So we are in the fifth day of Ganesh Chaturthi, and my neighbors have been having a ceremony or other twice a day every day. Our parking lot is the temple for family, friends, and neighbors, there’s is a master of ceremonies, there’s singing, and they have set up big loudspeakers which they use to play what seems to be the same Ganesh Chaturthi CD over and over again at full volume. It is actually quite nice and touching how everybody comes together and seems to have a big blast. The whole extended family part is not something I would particular want for myself, but on the surface it looks as if everybody is having a great time, so who knows, maybe these are all picture book happy families with no dirt whatsoever under the carpet. Strangely, later in the evening, after the ceremonies and after they are having some food, they usually end up huddling around a laptop looking at I don’t know what.
Getting home on Thursday was a royal pain in the arse. It was ok until Juhu, but since it was the first immersion day where thousands of people go to Juhu Beach to immerse their Ganesh. Traffic was crawling for a good one and a half hour to get me home the last 5km from there. The cops were a bit overwhelmed trying to separate the processions from the traffic and to stop drivers from ignoring their improvised directions and traffic lanes. Me included, of course, since I am quite happy to report that I am getting pretty good at driving like an Indian.
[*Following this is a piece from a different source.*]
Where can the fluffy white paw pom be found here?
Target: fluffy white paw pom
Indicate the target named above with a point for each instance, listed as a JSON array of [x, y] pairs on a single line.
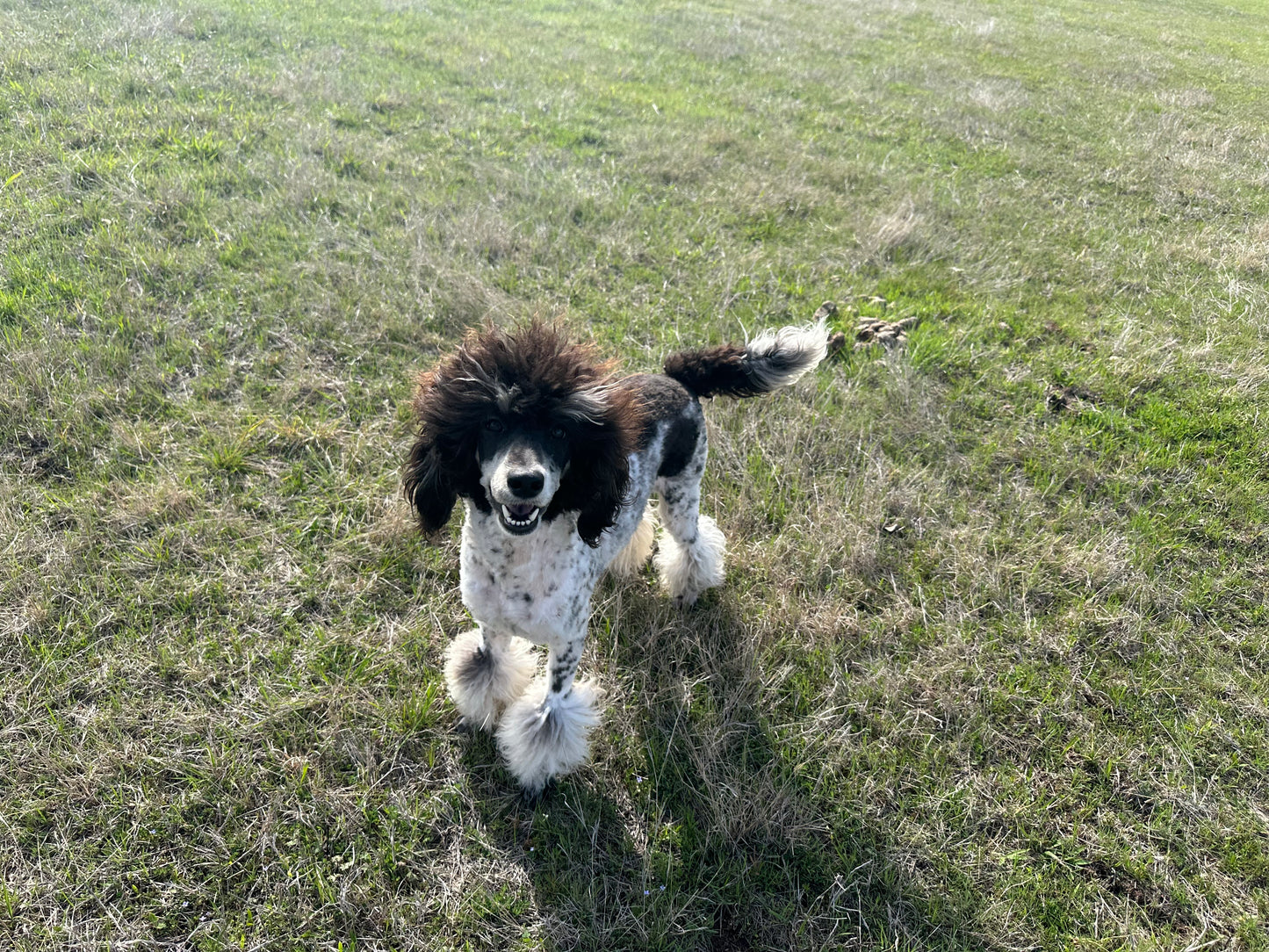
[[542, 741], [484, 675], [631, 559], [688, 570]]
I had one rickshaw driver pull up next to me at a red light the other day, slamming his hand onto my car, shouting or yelling about something or other. I guess I must have cut him off or maybe he didn’t like the way I was trying to zig zag my way around those atrocious potholes while I was passing him. I have not yet perfected the art of being on the fastest side of the road at various intersections, but I am getting there, and the fact that this rickshaw driver was not the only one yelling at me for my driving can only mean that I would now qualify perfectly well as a NYC cab driver.
Yesterday we had a little expat party in my apartment. That was all fun and well, even though I ended up checking my Blackberry for messages from Ksenia, as usual these days. My maid had made two big bowls of rice and chicken, which apparently no-one was hungry for. Unfortunately, at some point in the evening there was no water in the house, and it didn’t come back until later today afternoon, when I was way overdue for a shower. We also managed to break my CD player somehow, and when I tried to connect the little boombox that we had brought from NYC, it turned out to be covered in stinking mold from sitting around in a closet somewhere. Besides, as soon as I hooked it up to the electrical outlet the fuse of the extension cord blew, so we were without music. At that point, it was raining cats and dogs again, and our neighbors were still chanting and drumming I think. But who cares?
It apparently was a special day for my neighbors, because this time they actually set up a huge buffet and placed a woman onto a special chair centerstage, and everybody looked particularly dressed up. First I thought there’s going to be a wedding, but then I realized that the woman was very pregnant, so no doubt she was already married. I am guessing it was some kind of special child blessing. So while we are having a party on the terrace with our Muslim furniture, there was lots of singing and chanting for Ganesh Chaturthi on the parking lot, later followed by their usual play of Bingo or some sort of raffle, which seems to always come with the food after the ceremonies.
We ended up placing a delivery order for 20 big bottles of Kingfisher, so everyone was happy (well, apart from that there was no diet coke, no water, and no juice I guess). Not surprisingly, I ended up going to sleep while the party continued, but when I woke up, my apartment was in a surprisingly good shape, thanks to K and P, who will hopefully help me finishing off the remaining ten large bottles of Kingfisher one of these days.
Of course, I had a very lazy day at the coffee shop today. But when I got back home, there was a small procession of teenage boys (for some reason, most of these processions seem to be conducted by teenage boys), who were driving their Ganesh in a big truck, spearheaded by about a hundred of them drumming and dancing like crazy. So when I went to take some pictures, they went really wild and put on an extra show. Before I knew it, they pulled me right into the middle of them, and of course my first idiotic thought was Uh oh, there goes my camera!
They had no interest whatsoever in my camera other than shouting and yelling to take pictures of them while they were dancing around me like, well, I guess like Indian teenage boys at Ganesh Chaturthi. The fun only lasted for about 15 seconds, when some important looking older guy said thanks, shook my hand, and escorted me out of the crowd back to the sidelines, i.e. basically into the traffic. I almost got hit by the car, took some pictures of the back of the truck, and then went home.
The big final day, when supposedly thousands of Ganeshes get immersed into the water is either next Saturday or next Sunday; there’s different reports about that. I bet it will be one crazy scary event, but I am determined to go right into the middle of it, wherever that is.